The disappearance of cheese from Ireland’s foodscape has been partially solved, it is still in the process of catching up. Cheesemaking declined in the 17th century, largely due to the disruption of longstanding agricultural practices due to land and political issues. The Cattle Acts, the first of which was passed in 1663, was also detrimental to native cheeses. It was kept up in small pockets, as Regina Sexton finds evidence of cheeses being made and consumed amongst the inventories of the Ascendancy’s Big Houses. When a surplus of milk was finally realized by farming families, artisanal and farmhouse cheesemaking began again, though not quite in earnest. It’s still on the rise, and encouraged by local and national organizations.

In terms of old cheesecake recipes, compare the one below to this except from Robert May’s The Accomplisht Cook, 1660:

“Let your paste be very good, either puff-paste or cold butter-paste, with sugar mixed with it, then the whey being dried very well from the cheese-curds which must be made of new milk or butter, beat them in a mortar or tray, with a quarter of a pound of butter to every pottle of curds, a good quantity of rose-water, three grains of ambergriese or musk prepared, the crums of a small manchet rubbed through a cullender, the yolks of ten eggs, a grated nutmeg, a little salt, and good store of sugar, mix all these well together with a little cream, but do not make them too soft; instead of bread you may take almonds which are much better; bake them in a quick oven, and let them not stand too long in, least they should be to dry.”

Irish Curd or Cheese Cake Recipe

From Theodora FitzGibbon’s A Taste of Ireland, where she says this has been adapted from the manuscript book of Catherine Hughes, Killinaule, Co. Tipperary, 1755. I used cottage cheese with fantastic results.

INGREDIENTS

PASTRY

6oz/6 tablespoons flour

3oz/3 tablespoons butter

1 tablespoon sugar

½ teaspoon salt

water

FILLING

½lb/2 cups sweet curds or cottage cheese

2 eggs, separated – lightly beat yolks together and stiffly beat egg whites

2 tablespoons vanilla sugar (or add ⅛ vanilla extract to regular sugar)

zest and juice of ½ lemon

1 tablespoon butter, softened

TOPPING

1 egg and 1 tablespoon each of sugar, flour and melted butter

METHOD

1. Preheat oven to 350°F/180°C. For pastry, combine butter, salt and sugar with a little water. Chill for at least 10 minutes.

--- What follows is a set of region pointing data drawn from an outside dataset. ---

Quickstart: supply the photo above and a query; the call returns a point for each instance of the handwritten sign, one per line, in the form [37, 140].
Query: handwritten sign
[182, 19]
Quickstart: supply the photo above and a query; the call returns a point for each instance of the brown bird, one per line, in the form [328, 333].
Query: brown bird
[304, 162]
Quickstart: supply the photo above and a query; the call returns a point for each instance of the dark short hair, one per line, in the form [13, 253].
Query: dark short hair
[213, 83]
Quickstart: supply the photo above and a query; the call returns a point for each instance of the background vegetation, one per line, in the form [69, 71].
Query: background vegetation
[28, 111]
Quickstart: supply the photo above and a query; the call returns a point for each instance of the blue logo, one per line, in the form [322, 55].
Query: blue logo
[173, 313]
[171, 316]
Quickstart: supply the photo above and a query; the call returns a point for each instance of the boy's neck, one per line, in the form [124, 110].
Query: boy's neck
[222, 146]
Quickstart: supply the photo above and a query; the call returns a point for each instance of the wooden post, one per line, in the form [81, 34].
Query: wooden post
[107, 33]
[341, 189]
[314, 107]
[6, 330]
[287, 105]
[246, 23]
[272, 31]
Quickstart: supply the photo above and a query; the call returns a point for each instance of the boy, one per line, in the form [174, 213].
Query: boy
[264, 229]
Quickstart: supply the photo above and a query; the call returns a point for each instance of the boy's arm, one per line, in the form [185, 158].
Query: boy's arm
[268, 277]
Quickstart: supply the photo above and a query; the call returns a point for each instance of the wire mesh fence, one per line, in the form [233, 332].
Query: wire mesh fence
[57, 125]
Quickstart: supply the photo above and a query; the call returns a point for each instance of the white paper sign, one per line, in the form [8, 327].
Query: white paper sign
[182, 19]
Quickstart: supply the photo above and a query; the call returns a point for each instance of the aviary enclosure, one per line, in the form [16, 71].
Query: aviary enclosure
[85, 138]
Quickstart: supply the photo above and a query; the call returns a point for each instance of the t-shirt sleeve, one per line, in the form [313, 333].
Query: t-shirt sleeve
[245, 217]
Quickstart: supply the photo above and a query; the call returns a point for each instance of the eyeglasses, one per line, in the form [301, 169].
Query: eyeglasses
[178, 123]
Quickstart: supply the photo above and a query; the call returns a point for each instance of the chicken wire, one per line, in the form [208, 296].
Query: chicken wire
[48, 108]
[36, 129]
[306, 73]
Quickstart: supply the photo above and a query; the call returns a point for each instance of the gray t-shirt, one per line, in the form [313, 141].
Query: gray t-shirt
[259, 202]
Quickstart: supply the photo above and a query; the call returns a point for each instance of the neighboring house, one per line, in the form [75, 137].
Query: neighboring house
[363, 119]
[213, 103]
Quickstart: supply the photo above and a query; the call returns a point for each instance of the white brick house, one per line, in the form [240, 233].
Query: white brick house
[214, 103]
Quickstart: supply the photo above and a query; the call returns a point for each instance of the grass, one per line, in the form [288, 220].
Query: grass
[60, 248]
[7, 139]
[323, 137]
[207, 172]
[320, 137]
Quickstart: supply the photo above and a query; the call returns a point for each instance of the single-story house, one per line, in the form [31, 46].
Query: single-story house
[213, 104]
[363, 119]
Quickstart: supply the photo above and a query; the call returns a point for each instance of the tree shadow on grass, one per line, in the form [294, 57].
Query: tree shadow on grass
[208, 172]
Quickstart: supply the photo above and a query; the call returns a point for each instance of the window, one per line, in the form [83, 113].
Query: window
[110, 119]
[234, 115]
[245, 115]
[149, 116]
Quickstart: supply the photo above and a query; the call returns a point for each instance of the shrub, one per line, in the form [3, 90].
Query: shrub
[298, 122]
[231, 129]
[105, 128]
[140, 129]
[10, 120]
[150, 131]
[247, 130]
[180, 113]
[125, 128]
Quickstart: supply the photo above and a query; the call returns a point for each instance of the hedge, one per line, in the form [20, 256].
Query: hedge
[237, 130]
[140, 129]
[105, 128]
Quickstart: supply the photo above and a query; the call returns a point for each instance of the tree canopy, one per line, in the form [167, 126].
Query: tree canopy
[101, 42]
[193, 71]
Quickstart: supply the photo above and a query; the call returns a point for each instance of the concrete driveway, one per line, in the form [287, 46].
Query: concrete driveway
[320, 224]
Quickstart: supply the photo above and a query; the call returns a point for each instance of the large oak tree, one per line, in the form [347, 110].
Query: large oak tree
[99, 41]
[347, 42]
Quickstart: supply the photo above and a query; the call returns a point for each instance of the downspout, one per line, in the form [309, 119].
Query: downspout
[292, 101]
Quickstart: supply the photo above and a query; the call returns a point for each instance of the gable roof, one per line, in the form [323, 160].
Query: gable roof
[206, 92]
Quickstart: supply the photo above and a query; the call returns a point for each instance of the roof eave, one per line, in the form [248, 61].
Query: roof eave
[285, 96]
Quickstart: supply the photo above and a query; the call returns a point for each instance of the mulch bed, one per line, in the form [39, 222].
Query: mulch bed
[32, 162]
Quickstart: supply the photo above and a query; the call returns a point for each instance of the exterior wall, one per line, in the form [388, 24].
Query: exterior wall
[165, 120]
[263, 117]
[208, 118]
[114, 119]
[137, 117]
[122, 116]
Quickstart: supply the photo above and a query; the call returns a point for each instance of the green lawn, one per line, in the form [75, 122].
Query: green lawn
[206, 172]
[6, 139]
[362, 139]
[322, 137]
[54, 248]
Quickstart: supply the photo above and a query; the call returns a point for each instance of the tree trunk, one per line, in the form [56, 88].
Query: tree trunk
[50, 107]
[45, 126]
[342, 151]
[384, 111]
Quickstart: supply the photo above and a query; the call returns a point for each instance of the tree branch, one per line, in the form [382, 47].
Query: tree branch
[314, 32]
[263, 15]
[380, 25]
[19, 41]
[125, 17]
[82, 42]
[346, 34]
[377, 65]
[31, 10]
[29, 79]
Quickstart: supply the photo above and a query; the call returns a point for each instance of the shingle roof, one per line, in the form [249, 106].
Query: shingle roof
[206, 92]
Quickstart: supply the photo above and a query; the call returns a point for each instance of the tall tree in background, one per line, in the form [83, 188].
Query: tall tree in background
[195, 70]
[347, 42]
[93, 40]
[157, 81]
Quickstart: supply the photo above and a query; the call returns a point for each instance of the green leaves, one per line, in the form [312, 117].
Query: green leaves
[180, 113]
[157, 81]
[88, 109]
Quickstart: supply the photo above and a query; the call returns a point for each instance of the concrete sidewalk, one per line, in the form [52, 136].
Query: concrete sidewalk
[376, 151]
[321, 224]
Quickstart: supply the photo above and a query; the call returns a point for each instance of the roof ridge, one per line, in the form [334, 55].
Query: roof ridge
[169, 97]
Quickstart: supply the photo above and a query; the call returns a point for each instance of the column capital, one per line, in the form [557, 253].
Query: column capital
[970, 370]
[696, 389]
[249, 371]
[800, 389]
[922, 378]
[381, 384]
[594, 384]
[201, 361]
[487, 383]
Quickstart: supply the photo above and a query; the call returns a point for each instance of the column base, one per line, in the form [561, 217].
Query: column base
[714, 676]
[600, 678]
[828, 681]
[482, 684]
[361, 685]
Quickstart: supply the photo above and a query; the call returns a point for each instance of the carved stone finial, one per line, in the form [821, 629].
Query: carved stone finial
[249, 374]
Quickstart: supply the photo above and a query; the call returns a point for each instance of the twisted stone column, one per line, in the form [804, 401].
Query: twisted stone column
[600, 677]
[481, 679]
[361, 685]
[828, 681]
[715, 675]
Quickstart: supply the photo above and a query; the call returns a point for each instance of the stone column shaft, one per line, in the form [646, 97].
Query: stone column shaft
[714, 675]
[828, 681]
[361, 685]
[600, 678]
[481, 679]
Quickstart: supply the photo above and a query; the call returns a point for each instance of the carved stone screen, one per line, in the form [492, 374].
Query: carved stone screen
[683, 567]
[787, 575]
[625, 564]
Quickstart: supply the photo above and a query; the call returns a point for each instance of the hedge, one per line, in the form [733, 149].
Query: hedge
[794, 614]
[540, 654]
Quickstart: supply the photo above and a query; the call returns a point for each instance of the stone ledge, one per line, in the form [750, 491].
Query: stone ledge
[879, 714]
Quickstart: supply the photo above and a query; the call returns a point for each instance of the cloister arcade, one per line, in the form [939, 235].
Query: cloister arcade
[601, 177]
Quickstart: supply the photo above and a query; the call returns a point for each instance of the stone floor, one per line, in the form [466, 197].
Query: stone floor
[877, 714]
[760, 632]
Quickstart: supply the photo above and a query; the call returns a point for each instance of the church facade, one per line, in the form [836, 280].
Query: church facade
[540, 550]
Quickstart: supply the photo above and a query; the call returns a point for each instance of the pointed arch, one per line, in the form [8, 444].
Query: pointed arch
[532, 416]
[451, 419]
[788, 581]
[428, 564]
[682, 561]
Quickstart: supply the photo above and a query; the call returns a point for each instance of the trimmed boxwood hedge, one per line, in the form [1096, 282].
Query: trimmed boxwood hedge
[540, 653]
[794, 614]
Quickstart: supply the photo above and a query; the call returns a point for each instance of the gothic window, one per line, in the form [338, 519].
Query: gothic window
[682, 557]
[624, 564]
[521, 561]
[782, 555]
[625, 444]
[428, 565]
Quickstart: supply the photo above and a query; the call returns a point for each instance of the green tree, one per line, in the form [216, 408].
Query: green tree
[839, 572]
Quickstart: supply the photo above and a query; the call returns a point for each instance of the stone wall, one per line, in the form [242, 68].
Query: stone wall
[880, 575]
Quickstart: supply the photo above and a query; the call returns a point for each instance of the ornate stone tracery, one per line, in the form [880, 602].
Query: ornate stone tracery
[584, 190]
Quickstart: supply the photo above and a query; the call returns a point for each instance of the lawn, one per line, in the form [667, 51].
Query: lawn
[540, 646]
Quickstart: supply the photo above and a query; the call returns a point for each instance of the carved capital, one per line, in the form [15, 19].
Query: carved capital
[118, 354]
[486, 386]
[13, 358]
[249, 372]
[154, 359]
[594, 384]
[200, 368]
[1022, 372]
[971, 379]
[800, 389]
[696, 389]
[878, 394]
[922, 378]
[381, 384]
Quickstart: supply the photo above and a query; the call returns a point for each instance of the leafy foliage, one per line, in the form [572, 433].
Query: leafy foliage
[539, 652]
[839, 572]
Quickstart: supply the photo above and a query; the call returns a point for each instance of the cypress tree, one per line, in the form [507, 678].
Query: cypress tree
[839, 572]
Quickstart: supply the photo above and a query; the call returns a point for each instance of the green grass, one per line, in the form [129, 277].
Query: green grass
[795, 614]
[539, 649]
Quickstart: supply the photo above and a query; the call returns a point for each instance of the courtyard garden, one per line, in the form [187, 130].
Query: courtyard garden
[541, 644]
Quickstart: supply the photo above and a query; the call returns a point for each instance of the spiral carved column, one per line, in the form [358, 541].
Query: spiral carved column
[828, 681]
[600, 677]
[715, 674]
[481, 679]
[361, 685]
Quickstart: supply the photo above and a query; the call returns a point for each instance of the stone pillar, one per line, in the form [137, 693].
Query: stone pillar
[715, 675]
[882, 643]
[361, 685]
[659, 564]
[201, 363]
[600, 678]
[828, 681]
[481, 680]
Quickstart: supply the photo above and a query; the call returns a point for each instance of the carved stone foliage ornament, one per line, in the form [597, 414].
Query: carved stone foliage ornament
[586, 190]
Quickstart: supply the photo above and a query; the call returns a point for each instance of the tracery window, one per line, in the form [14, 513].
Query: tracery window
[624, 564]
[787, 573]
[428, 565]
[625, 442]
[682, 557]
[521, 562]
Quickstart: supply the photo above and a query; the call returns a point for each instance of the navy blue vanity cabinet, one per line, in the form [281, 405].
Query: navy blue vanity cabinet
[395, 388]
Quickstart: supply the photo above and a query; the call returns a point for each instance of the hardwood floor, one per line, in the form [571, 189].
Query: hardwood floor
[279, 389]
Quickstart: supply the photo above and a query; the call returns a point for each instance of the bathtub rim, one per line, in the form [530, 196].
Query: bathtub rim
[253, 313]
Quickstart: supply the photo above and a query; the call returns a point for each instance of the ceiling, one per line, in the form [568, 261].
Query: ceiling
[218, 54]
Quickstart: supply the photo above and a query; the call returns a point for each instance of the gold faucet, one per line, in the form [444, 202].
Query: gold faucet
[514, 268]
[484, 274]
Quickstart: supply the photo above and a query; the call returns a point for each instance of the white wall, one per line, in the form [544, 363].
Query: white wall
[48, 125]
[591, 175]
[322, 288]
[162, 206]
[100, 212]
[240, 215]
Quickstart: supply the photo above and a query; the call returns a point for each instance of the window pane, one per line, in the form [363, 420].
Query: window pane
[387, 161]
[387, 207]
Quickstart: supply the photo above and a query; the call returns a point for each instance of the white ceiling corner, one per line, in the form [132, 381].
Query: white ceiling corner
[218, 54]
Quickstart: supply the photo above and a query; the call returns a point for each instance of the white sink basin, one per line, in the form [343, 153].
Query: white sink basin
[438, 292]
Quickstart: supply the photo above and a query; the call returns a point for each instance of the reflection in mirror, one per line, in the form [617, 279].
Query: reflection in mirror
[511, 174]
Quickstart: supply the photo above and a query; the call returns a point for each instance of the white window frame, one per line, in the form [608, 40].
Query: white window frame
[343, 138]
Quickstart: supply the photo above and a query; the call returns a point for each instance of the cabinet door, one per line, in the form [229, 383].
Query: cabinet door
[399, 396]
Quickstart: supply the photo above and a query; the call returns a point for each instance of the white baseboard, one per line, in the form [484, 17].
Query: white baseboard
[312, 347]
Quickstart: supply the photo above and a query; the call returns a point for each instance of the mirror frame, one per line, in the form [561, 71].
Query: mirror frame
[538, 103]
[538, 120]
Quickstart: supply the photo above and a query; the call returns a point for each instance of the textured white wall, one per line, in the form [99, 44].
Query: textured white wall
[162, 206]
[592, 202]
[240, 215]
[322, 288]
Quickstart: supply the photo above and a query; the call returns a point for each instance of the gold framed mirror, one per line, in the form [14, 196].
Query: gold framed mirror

2. For the filling, beat together curds or cottage cheese with sugar, butter, lemon zest and juice, and egg yolks. Fold in egg whites. Roll out pastry to fit a 7 or 8-in tin and press in bottom. Brush with egg.

3. Pour filling over pastry. Combine topping ingredients and spread over filling. Bake for 35-40 minutes until golden.

“A handful of raisins or sultanas were sometimes added to the filling. It is a matter of taste: I prefer the simpler variety.”